Business Services Industry
It's a stretch: Too small to take on big clients? Not enough big clients to grow? Unsnag your Catch-22 before business growth becomes a self-defeating concept
Entrepreneur, Jan, 2002 by Mark Henricks
HAL GALVIN RECENTLY GOT A HUGE ORDER FROM A HUGE CUSTOMER. SO WHY ISN'T he singing "Happy Days Are Here Again"? Because he Can't fulfill it. In fact, Galvin, CEO of AlumiPlate Inc. in Minneapolis, says the massive opportunity would require a $10 million investment--enough to generate 20 times AlumiPlate's current annual capacity for applying its patented metal-plating technology--if rolled out across the customer's entire product line. Without the big customer, however, Galvin can't afford to expand his 12-person plant enough to be able to serve such big prospects.
"It's a little bit of a Catch Calvin understates. "You need the customer to get big, but you're not big enough to have the customer."
AlumiPlate's experience is another example of the difficulty of bridging the gap between a good product and enough capacity to satisfy the needs of the big customers who could make it a huge success. Many traditional sources of expansion loans, such as banks, won't help small companies build new production facilities to serve customers they don't yet have. Longer-term investors who might, such as venture capitalists, are viewed as too costly in terms of control and equity by many entrepreneurs--not to mention that in today's environment, they're almost nowhere to be found.
It's a make-it-or-break-it problem for entrepreneurs, and the issue is especially critical for purveyors of new technology, who can't simply subcontract out their production to other manufacturers.
And it's certainly key at AlumiPlate. Without a much larger production capacity, Galvin can't even attempt to sell his corrosion-plating to potential huge customers such as the auto industry giants. His latest prospect, while pleased with his product in trials, is understandably unwilling to commit to a purchase when the plant to build large volumes doesn't even exist.
Meanwhile, Galvin finds himself trying to grow in a no-man's land where his prospects are customers too small to boost him to the next level and those whose overwhelming needs could cause him to lose his company if he chooses the wrong tool to pay for expansion. "A lot of people don't understand," Galvin explains, "that the big fish can kill you."
PLANNING AHEAD
It goes without saying that many entrepreneurial companies manage to negotiate the impasse. Licensing, joint ventures, progressive expansion--also known as bootstrapping--and other techniques allow their capacity to grow to the point where they can achieve precisely the kind of success its ideas qualify it for. If you anticipate facing such a Catch-22, the first thing to do is plan for it before you need to, says Jeffrey S. Davis, chair of Needham, Massachusetts, small-business management consulting company Mage LLC.

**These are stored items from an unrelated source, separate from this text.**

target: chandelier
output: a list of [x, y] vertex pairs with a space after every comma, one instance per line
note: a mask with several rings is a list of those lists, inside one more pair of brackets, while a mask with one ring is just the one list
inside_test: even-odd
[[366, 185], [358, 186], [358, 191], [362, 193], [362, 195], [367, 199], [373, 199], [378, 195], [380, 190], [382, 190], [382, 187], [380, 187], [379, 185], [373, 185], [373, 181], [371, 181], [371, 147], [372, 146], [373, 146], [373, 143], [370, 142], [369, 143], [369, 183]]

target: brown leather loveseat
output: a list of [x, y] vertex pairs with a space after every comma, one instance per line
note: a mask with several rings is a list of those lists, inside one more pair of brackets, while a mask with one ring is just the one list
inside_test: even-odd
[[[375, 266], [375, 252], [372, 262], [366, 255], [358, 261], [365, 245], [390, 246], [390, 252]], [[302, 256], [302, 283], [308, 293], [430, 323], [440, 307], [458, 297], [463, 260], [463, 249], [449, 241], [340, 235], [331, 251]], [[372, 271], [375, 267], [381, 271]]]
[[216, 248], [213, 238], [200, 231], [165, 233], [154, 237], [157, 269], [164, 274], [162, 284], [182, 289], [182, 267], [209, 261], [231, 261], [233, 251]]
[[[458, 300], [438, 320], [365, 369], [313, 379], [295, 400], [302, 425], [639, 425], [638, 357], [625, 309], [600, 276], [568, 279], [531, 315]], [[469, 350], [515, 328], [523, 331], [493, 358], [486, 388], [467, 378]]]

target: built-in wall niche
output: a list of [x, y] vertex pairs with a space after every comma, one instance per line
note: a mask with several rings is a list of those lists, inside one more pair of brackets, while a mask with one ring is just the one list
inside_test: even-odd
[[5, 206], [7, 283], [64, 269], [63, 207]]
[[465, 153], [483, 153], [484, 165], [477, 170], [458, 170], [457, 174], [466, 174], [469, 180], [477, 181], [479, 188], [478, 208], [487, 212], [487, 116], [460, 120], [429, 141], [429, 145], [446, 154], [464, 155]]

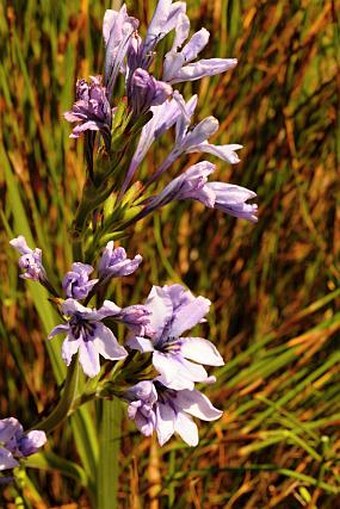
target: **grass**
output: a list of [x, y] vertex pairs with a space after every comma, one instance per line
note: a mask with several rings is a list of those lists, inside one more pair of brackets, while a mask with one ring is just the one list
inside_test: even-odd
[[[127, 3], [150, 19], [152, 2]], [[53, 403], [64, 366], [59, 344], [47, 344], [52, 361], [46, 351], [52, 308], [40, 289], [17, 279], [8, 239], [23, 233], [39, 245], [56, 279], [69, 266], [68, 228], [84, 165], [82, 143], [69, 140], [62, 113], [72, 104], [76, 78], [101, 69], [107, 7], [98, 0], [0, 5], [0, 366], [6, 373], [0, 414], [27, 425]], [[242, 162], [218, 163], [217, 172], [257, 191], [260, 219], [254, 226], [184, 202], [145, 220], [122, 242], [144, 264], [115, 298], [140, 302], [150, 285], [177, 281], [207, 296], [214, 307], [202, 333], [226, 365], [207, 392], [224, 416], [201, 425], [198, 448], [172, 440], [160, 449], [123, 419], [119, 507], [332, 508], [340, 475], [335, 3], [191, 0], [188, 12], [194, 27], [211, 31], [205, 56], [239, 59], [232, 73], [185, 85], [184, 93], [199, 94], [196, 121], [209, 114], [219, 119], [215, 142], [244, 145]], [[150, 153], [144, 175], [169, 141]], [[197, 160], [193, 154], [184, 163]], [[57, 456], [45, 458], [46, 471], [29, 470], [21, 493], [27, 507], [88, 506], [85, 480], [95, 482], [96, 453], [89, 463], [84, 447], [95, 443], [96, 426], [93, 409], [84, 408], [73, 425], [76, 446], [68, 428], [57, 429], [51, 447]], [[81, 467], [67, 469], [62, 456]], [[11, 488], [0, 500], [13, 507]]]

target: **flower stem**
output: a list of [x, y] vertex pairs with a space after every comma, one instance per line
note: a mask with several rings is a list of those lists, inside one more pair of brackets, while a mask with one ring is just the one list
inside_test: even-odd
[[100, 403], [97, 508], [118, 509], [121, 403], [117, 398]]

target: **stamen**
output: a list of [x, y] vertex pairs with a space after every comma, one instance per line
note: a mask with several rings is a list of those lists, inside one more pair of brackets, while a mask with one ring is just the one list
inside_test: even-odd
[[79, 339], [81, 336], [83, 341], [90, 341], [94, 336], [96, 324], [75, 314], [70, 320], [70, 327], [75, 339]]

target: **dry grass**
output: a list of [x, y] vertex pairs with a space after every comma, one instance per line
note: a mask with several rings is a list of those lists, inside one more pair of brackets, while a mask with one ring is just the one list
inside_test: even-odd
[[[81, 143], [68, 139], [62, 112], [72, 103], [76, 77], [101, 68], [105, 6], [0, 5], [0, 412], [27, 423], [53, 402], [56, 385], [41, 327], [45, 317], [48, 329], [47, 310], [39, 311], [42, 297], [32, 286], [17, 282], [7, 242], [11, 231], [26, 227], [26, 216], [56, 277], [70, 261], [68, 225], [83, 164]], [[141, 18], [150, 12], [147, 2], [128, 6]], [[260, 220], [254, 226], [181, 203], [124, 241], [144, 257], [143, 271], [117, 289], [124, 302], [138, 302], [151, 284], [178, 280], [209, 297], [214, 310], [204, 332], [226, 365], [208, 391], [225, 414], [201, 426], [200, 447], [173, 440], [159, 449], [124, 421], [120, 507], [334, 508], [340, 474], [335, 3], [192, 0], [188, 6], [194, 25], [211, 29], [207, 55], [235, 56], [239, 66], [186, 85], [184, 93], [199, 93], [196, 120], [208, 114], [220, 120], [215, 141], [244, 145], [242, 163], [219, 164], [218, 172], [257, 190]], [[166, 151], [164, 142], [155, 148], [145, 173]], [[186, 163], [194, 161], [195, 155]], [[57, 431], [54, 444], [60, 455], [79, 460], [70, 431]], [[57, 472], [30, 476], [31, 507], [87, 507], [76, 481]], [[14, 507], [12, 496], [4, 492], [4, 507]]]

Set up adequate financial controls and record-keeping to convince a potential lender, equity investor, licensee, partner or other entity you are a worthy recipient. Find out what the various sources of expansion capital require. Know, for instance, that banks will lend money against purchase orders but probably won't advance funds until you have the order actually booked. Also study how to negotiate with banks, VCs and others. "Good entrepreneurs think some of these things through ahead of time," Davis stresses.
Don't neglect the human component, either. A big prospect's reluctance to place a sizable order may be due as much to your lack of qualified employees as to a dearth of financial or production wherewithal. Greg Kelly, CEO of 20-person Biotech Corp. in Glastonbury, Connecticut, found it relatively easy to outsource manufacturing of the natural herbal supplements he sells through national drugstore chains. But he still wasn't able to get the big orders until he hired salespeople--who had experience selling to those customers--away from his competitors. "The main thing," says Kelly, 43, "was surrounding myself with people who already had the relationships set up to get in to see the major chains."
BREAKING THE IMPASSE
Tools to help you build the production you need range from private equity financing to licensing. Equity investors such as VCs were the expansion backers of choice for Internet companies in the 1990s. Today, VCs are more cautious, and, especially if you're in a less sexy field such as metal-plating, they're slow to throw wads of cash at you, says Galvin. "We're very likely to have a hard time finding an investor," he says. "It's boring manufacturing, and we don't offer the kinds of skyrocket returns some investors are used to."
A joint venture with another company that has existing production capacity or the cash to build it is a possibility for some firms. But it's important to remember that dancing with elephants gets you squashed. "A lot of guys see a big company they can partner with and then a year later decide they want out of it, and they can't [get out]," Davis warns. "Afterwards, they have this partner on their neck for the rest of their life."
Debt financing offers control-sensitive entrepreneurs a much more comfortable arrangement than taking on an equity investor or joint venture partner. But that doesn't mean it's a cinch. With a customer unwilling to order before he can pay to build the needed plant, and lenders unwilling to provide money without an order, Calvin needs to get a financing commitment contingent on a purchase commitment. So far, he hasn't been able to do that. "Banks weren't interested at all in a project like this because the company was too small and didn't have a history of operating a plant of that scale," he says.